- Born: April 28, 1942
- Died: August 1, 2015 (aged 73)
- Other name: Alta Sharon Walker
- Education: Syracuse University University of Minnesota Rice University
- Occupations: Geologist, geochemist

= Alta Walker =

American geologist (1942–2015)

Alta Walker (April 28, 1942 – August 1, 2015) also known as A.S. Walker was an American geologist for the National Air and Space Museum, the US Geological Survey, and Department of the Interior, where she mapped the moons of Jupiter as well as the dark side of Earth’s Moon. Walker participated in a National Academy of Sciences scientific study group in 1980 in China. Her research on desertification was featured in American Scientist with her article, “Deserts of China.”

According to her obituary, she was one of the first female Americans to be an astronaut candidate.

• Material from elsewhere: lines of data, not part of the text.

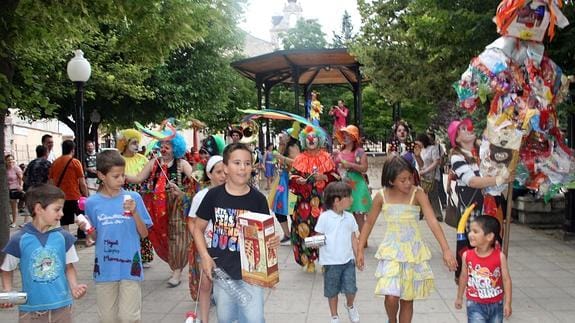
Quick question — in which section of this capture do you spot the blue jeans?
[214,280,265,323]
[323,260,357,298]
[467,301,503,323]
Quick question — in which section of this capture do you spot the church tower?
[270,0,303,49]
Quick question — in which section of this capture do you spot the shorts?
[18,305,72,323]
[467,300,503,323]
[60,200,82,225]
[10,189,24,200]
[323,259,357,298]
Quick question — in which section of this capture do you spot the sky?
[239,0,360,42]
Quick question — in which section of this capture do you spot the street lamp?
[67,49,92,167]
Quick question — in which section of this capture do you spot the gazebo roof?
[231,48,365,85]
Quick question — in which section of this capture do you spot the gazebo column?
[262,82,271,151]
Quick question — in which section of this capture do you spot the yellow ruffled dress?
[375,188,434,300]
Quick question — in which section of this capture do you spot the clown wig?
[299,126,326,150]
[116,129,142,153]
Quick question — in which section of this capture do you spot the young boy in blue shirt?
[0,184,87,322]
[193,143,280,323]
[79,150,152,323]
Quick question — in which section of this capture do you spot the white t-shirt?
[315,210,359,265]
[188,187,214,248]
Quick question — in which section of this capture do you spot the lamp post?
[66,49,92,167]
[90,109,102,151]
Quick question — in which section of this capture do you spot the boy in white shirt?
[315,182,359,323]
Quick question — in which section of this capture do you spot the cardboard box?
[238,212,279,287]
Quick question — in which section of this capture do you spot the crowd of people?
[1,109,512,323]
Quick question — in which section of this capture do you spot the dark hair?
[473,215,501,247]
[96,149,126,175]
[223,142,253,165]
[42,134,52,143]
[415,133,431,148]
[26,183,65,217]
[381,156,414,187]
[62,140,76,155]
[323,182,351,210]
[36,145,48,158]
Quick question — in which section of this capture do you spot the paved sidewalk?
[0,221,575,323]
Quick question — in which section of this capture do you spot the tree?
[331,10,354,48]
[0,0,245,260]
[280,19,327,49]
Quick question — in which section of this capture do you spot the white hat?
[206,155,224,173]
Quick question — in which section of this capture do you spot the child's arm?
[455,251,468,310]
[66,263,88,299]
[124,199,148,239]
[415,188,457,271]
[500,252,512,319]
[192,217,216,280]
[0,270,14,308]
[356,193,383,270]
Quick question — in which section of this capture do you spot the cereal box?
[238,212,279,287]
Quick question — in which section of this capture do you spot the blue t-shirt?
[86,190,152,282]
[2,223,76,312]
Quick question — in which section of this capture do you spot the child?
[315,182,359,323]
[193,143,279,323]
[0,184,87,322]
[188,155,226,322]
[455,215,511,322]
[357,156,457,323]
[79,150,152,323]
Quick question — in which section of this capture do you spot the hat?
[206,155,224,173]
[447,118,473,147]
[335,125,360,143]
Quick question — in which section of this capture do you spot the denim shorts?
[467,301,503,323]
[323,259,357,298]
[213,280,265,323]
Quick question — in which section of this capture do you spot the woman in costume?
[334,125,371,239]
[126,128,195,287]
[289,126,340,272]
[116,129,154,268]
[269,126,300,245]
[447,119,514,284]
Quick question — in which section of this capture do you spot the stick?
[503,183,513,257]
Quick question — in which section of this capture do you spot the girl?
[188,155,226,322]
[264,144,276,191]
[357,156,457,323]
[455,215,511,322]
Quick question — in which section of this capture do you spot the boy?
[193,143,279,323]
[79,150,152,323]
[0,184,87,322]
[315,182,359,323]
[455,215,511,322]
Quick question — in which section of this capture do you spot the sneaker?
[345,306,359,323]
[280,237,291,246]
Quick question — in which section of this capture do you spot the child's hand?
[268,235,280,249]
[455,298,463,310]
[503,304,511,319]
[71,284,88,299]
[443,250,457,271]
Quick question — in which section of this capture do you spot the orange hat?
[335,125,360,143]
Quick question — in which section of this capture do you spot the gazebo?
[231,48,366,142]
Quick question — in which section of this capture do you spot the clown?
[126,128,194,287]
[116,129,154,268]
[289,126,340,272]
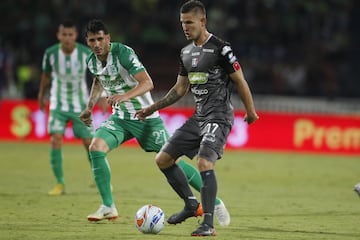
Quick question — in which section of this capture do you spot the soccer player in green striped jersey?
[38,20,94,195]
[80,19,226,225]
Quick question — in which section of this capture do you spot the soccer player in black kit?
[136,0,259,236]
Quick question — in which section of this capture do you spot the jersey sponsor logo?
[191,58,199,67]
[191,88,209,96]
[188,72,209,84]
[203,48,214,53]
[100,77,126,88]
[100,121,116,130]
[233,61,241,71]
[58,74,85,83]
[129,54,143,70]
[221,46,232,56]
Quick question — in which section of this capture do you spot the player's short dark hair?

Walker authored several books on deserts, geology and resources between 1981 and 2000<, was a contributing writer of the book Geomorphology from Space and co-authored Rocks and War: Geology and the Civil War Campaign of Second Manassas with her partner E-An Zen.

== Early life and education ==
Walker was from Ogdensburg, New York and her parents were William and Kathleen Walker and she graduated from Ogdensburg Free Academy in 1960. She went on to earn a Bachelor of Arts in English from Syracuse University, a Master of Arts in Earth Science from the University of Minnesota and a Doctor of Philosophy in Geochemistry from Rice University. Her doctoral dissertation was titled "Inert Gas Investigations of Five Apollo 11 and 12 Breccias and of an Apollo 17 Soil Sample".